That’s according to the owner of an ethical menswear brand who has said that one of the main problems in ethical sourcing is “we dehumanise our supply chain”.
Clare Lissaman, who is on the Ethical Fashion Forum board and co-founder and director of Arthur & Henry, was speaking at a debate held by Intelligence Squared on the ethics of throwaway fashion at the Victoria & Albert Museum in London.
She said: “For me, part of the issue we have in trying to source sustainably or ethically is that we dehumanise our supply chain like it’s just a list of number on a piece of paper. But actually a trading relationship and engagement with the people who make our clothes is key.
“We know things about our factory. We know that people who have worked there for 20-odd years have started as helpers are now working as tailors. That’s a really good sign that it’s a good factory that treats its workers well.”

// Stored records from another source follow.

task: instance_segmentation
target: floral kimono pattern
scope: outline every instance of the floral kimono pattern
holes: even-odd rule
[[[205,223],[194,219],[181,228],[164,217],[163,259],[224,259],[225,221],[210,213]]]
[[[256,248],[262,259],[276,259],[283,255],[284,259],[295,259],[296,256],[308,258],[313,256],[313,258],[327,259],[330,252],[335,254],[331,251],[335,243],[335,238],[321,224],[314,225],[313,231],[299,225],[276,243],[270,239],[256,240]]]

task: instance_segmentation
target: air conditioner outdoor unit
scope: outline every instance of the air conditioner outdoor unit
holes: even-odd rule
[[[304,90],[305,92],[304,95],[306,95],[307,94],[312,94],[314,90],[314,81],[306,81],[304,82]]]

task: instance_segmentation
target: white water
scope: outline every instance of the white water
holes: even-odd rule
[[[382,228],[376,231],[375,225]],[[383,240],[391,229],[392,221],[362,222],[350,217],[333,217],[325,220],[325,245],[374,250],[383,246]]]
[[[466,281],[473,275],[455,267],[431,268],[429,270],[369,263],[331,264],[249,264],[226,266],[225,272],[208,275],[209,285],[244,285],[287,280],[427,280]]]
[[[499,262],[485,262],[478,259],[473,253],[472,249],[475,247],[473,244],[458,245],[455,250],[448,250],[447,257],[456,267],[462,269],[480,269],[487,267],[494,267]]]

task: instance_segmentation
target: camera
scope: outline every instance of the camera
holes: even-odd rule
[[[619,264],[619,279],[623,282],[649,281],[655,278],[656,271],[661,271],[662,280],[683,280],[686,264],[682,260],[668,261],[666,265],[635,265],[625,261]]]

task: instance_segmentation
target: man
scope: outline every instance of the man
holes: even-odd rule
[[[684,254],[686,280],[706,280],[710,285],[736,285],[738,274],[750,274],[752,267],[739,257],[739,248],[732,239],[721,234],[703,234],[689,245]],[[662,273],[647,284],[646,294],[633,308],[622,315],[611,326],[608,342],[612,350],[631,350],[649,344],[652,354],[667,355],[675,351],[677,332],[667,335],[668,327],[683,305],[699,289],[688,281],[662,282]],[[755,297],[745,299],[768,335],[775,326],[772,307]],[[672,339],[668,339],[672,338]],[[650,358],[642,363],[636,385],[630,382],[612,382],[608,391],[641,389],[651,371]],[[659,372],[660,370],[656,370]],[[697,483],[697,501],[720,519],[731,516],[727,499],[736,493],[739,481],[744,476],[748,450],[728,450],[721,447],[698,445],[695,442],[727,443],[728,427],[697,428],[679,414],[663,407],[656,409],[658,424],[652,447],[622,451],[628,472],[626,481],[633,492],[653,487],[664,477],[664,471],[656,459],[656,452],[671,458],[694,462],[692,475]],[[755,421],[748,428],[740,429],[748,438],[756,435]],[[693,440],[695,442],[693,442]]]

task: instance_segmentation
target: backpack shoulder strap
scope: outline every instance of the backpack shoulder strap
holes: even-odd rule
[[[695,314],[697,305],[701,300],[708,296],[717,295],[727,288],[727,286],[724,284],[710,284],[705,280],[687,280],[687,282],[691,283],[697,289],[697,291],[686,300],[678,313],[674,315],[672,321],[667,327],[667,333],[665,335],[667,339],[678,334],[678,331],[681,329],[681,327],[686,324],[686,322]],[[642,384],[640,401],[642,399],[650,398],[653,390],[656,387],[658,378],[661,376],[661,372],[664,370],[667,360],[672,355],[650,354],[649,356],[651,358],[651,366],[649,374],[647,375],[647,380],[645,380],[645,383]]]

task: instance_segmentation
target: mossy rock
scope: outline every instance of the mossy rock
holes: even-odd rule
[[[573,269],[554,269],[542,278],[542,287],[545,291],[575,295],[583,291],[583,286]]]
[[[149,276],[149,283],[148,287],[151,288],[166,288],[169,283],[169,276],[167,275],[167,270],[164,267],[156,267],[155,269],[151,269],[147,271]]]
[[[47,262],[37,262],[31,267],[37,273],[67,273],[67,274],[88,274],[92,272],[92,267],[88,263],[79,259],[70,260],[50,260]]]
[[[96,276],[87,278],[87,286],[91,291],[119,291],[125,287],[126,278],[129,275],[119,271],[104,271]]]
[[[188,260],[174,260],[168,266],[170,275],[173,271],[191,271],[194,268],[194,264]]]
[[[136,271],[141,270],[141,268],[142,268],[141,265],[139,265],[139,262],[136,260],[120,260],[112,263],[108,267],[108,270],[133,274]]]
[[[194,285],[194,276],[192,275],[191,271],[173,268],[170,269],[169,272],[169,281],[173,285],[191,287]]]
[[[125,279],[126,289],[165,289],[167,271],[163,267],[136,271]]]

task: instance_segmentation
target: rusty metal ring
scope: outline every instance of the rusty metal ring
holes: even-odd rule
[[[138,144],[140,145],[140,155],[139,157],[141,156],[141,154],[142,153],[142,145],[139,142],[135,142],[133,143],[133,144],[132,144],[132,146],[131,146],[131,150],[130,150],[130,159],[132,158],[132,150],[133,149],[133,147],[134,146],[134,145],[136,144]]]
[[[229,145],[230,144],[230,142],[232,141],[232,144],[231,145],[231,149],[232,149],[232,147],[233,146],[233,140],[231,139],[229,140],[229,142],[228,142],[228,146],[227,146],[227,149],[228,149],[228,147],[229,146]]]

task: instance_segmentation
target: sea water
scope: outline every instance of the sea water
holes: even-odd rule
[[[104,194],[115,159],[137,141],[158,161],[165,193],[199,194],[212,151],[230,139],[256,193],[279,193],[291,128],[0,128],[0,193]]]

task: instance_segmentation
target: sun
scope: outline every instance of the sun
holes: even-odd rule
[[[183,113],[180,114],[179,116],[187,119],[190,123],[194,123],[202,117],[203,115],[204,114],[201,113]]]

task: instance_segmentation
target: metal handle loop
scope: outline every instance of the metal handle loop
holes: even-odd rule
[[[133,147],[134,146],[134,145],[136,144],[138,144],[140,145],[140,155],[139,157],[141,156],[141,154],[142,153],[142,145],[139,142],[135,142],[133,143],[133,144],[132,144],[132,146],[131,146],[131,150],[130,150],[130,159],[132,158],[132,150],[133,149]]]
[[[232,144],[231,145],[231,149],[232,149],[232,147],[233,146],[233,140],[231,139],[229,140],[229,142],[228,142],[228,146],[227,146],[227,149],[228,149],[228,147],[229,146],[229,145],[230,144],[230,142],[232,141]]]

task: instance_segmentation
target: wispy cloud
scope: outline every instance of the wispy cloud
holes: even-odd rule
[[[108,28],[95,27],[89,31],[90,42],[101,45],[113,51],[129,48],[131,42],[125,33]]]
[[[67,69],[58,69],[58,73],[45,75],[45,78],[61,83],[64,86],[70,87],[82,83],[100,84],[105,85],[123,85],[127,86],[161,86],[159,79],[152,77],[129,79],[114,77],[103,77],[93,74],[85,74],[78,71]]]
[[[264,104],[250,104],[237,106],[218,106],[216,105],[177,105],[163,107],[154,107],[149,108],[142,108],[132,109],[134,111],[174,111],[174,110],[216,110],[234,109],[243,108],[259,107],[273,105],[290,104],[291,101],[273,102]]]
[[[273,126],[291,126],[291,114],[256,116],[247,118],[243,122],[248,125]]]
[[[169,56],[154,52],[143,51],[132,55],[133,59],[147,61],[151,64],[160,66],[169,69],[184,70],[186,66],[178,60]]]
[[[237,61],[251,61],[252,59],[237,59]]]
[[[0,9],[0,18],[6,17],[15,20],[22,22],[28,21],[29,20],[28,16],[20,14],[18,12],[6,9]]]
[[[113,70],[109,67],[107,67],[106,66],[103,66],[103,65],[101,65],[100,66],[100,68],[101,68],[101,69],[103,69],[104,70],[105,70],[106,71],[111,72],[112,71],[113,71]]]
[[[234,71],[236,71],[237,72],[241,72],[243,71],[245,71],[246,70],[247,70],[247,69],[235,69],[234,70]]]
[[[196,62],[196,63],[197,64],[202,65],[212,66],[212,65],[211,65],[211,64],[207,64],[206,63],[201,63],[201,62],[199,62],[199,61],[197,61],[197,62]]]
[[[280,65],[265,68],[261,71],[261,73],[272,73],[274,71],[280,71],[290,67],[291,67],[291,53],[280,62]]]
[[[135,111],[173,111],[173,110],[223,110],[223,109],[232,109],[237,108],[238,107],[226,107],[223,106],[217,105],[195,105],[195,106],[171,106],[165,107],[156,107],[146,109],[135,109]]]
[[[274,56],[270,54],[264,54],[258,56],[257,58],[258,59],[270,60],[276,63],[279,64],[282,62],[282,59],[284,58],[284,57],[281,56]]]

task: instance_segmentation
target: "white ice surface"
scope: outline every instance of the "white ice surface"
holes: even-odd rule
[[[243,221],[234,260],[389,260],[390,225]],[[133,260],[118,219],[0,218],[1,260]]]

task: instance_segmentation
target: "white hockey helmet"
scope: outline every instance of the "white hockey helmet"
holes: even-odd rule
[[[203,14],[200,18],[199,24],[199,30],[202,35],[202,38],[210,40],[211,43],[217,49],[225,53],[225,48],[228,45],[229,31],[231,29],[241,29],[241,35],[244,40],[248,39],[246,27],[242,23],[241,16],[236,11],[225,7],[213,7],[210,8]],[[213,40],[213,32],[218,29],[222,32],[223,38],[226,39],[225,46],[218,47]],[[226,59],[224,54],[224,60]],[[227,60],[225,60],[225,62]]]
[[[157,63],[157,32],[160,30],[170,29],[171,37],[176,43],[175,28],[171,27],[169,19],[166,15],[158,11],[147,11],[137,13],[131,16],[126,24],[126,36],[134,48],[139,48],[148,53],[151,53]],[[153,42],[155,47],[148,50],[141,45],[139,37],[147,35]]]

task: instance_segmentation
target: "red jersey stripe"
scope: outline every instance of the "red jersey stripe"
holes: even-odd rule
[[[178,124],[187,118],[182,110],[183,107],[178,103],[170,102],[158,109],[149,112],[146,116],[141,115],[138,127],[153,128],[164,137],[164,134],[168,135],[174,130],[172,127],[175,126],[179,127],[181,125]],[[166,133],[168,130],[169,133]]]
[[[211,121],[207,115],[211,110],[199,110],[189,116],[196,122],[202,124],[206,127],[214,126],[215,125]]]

Lissaman added that the company even sends Christmas cards to all the factory workers.
“No customer has ever done that,” she said. “The factory workers say, ‘We’re just anonymous, you’re the only brand that has actually talked to us. It makes us really proud to be a tailor.’”
Lissaman explained that when setting up Arthur & Henry she looked at all parts of the supply chain from where the cotton is grown through to where it is made, packaged and sold.
“It gives us a very limited supply chain to use, but it means that impact on the environment is strictly controlled through standards,” she said.
Jenny Holdcraft, policy director at Industriall Global Union, called for fixed prices so that buyers cannot drive prices down too much.
“The whole idea is to take conditions out of competition so that every buyer has fixed costs,” she said. “The fixed costs are the wages, the health and safety, the hours of work. At the moment they are not fixed, they can be squeezed. That has got to stop.”
She added: “The factory workers in Bangladesh will tell you that they earn half of what they used to earn five years ago making the same product because they are being pushed by the buyers.”
However an audience member and former buyer added: “I think the buyers do have a huge responsibility but they are being pushed from above to get tighter margins.”